Cette exposition ferait-elle également état de la volonté tenace et des capacités à la fois artistiques et scientifiques que l’humain est capable de mobiliser au service d’un rêve utopique et d’une conquête de « l’impossible » ?
En effet. Pour prolonger ce parallèle avec Antoine de Galbert, il y a chez lui la volonté de tenter des choses, et de voir comment celles-ci fonctionnent : on pourrait comprendre l’envol dans ce sens très positif de chercher l’impulsion pour aller plus haut, « vers l’infini et au-delà » ! Ce désir d’explorer des pistes imprévues, de tenter des expériences même si on échoue… Gustav Messmer, classé parmi les créateurs de l’art brut, est un artiste fantastique, il a pendant des décennies travaillé dans son atelier à l’élaboration de machines pour pouvoir voler. Il a construit des ailes à partir de bric et de broc, de sacs poubelle recyclés, il a fabriqué des engins en partant par exemple de son vélo qu’il a équipé de voiles et d’ailes, il a conçu des chaussures à ressorts pour pouvoir s’envoler… C’était un véritable ingénieur, qui sans arrêt dessinait des plans de machines qu’il espérait voir fonctionner, et jamais il n’a perdu l’espoir d’accomplir cet objectif. Face à Messmer, nous exposons aussi Panamarenko, un artiste belge contemporain qui lui aussi dédie sa vie à la conception de machines pour s’envoler.

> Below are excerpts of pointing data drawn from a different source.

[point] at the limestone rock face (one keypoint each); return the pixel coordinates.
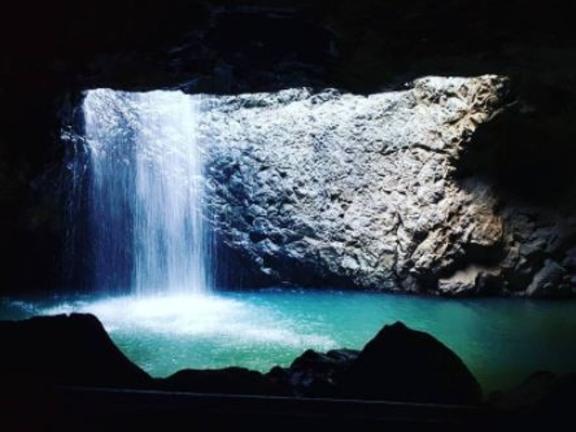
(344, 189)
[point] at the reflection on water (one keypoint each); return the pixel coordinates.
(501, 340)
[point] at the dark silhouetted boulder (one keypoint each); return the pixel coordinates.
(313, 373)
(73, 350)
(542, 395)
(401, 364)
(232, 380)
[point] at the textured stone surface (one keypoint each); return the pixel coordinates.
(363, 46)
(353, 190)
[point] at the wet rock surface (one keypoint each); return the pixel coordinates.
(517, 173)
(337, 189)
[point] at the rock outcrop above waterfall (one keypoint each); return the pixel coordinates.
(522, 160)
(337, 189)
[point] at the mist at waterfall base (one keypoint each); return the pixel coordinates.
(142, 250)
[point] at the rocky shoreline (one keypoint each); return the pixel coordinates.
(398, 364)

Durant les quatorze années d’activité de La maison rouge, vous avez été celle qui en a assuré la direction. À quelques mois du baisser de rideau, avez-vous le sentiment d’avoir accompli les objectifs et ambitions que vous espériez lors de l’ouverture ce lieu ?
Je pense que nous avons même dépassé nos objectifs et nos ambitions. Quand nous avons commencé, nous disposions de ce lieu magnifique que nous devions restructurer pour en faire un espace d’exposition. En prévision des travaux, nous avions estimé une fréquentation quotidienne à environ 100 visiteurs par jour. En 2018 pour nos dernières expositions, nous avons reçu plus de 700 personnes par jour, et ces dernières années, nous avons accueilli 100 000 visiteurs par an ! Notre satisfaction est donc énorme de voir qu’un lieu nouveau, monté par la volonté d’un homme, ait réussi à trouver une place à part entre les institutions publiques et les institutions privées, qui se sont multipliées très récemment.
La direction artistique du lieu s’est affirmée par son caractère précurseur et ses prises de risques, de plus en plus rares dans les institutions culturelles françaises. Comment êtes-vous parvenu·e·s à renouveler sans cesse votre programmation, avec des propositions toujours inattendue et surprenante ?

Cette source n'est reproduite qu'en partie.